North Lake Tahoe Bonanza – October 10, 1986

Could explain fatigue illnesses- patients tested for new virus

by Jean Lamming NLTB Staff Writer

An Incline Village resident stricken with Chronic Epstein-Barr Virus said Wednesday that national medical researchers believe a new virus they have discovered is partly to blame for his syndrome.

Bill Rulle said researchers from the National Institutes of Health in Bethesda, Md. interviewed him last week in Incline and took samples of his blood. They will test it for a virus they discovered a year ago and think might be a partial culprit in the fatigue syndrome that struck some 200 North Shore and Truckee residents in the last two years.

“They think there might be a new virus and that what it is doing is triggering the Epstein-Barr Virus reaction on a constant basis.” Rulle said of the National Institutes of Health (NIH) researchers.

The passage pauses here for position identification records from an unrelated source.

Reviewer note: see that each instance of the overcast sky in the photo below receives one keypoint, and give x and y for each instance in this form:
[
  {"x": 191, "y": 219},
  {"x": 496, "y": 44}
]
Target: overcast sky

The researchers are calling the new virus HBLT and B-cell lymphoma, Rulle said. New tests for the virus are inconclusive. Its symptoms include a positive test for Chronic EBV and the fatigue syndrome that accompanies it, said Rulle, who calls himself an “interested patient.”

Doctors, including Incline internist Paul Cheney who treated many area fatigue patients, and officials at the NIH have been vague on the subject of a new virus. Cheney said in September that news of a new medical discovery that might eventually be linked to Lake Tahoe would be announced in a prestigious medical journal this year.

A spokesman for Science magazine, a definitive professional research journal, said Monday that the magazine would carry two research articles from the NIH’s cancer research division in its Oct. 24 edition. The Science spokesman declined to comment on the content of the articles and said rsearchers involved are bound not to release information on articles before they are published.

The NIH researchers, who have reportedly tested about 72 blood samples from area residents for the presence of the new virus, took another 90 samples from residents during a visit last week, Rulle said. As many as 90% of he 70-some Lake Tahoe CEBV patients tested for the new virus showed positive signs of carrying it under the new test, Rulle said. Results of blood tests from people who are not infected with CEBV showed none were affected with the new virus either, he said.

“They are relatively sure that the new virus is in fact activating the EBV and not the other way around.” -Bill Rulle Incline Village fatigue illness victim

The test is too new to be conclusive, but supports the hypothesis that CEBV, which most adults carry latently, was activated in many area victims by the new virus, Rulle said.

“That was a scientific basis that what we have here is a new virus and all we can see as a symptom is CEBV, said Rulle. “They are relatively sure that the new virus is in fact activating the EBV and not the other way around.” he said of researchers.

The symptoms of the new virus fall under the umbrella of symptoms CEBV victims suffer from in varying combinations and degrees. Rulle said. These include chronic fatigue, upper respiratory-tract infections, headaches, tingling and loss of feeling in extremeties, dizziness, memory loss, sleep disturbances and more.

Rulle, who has been sick with CEBV for about two years, said if people at Lake Tahoe have the new virus, they might be among the first to develop antibodies to it.

“That is why we have two groups from the NIH very interested – the scientific group that discovered it (new virus) and the people who recently visited who study viral groups in populations.”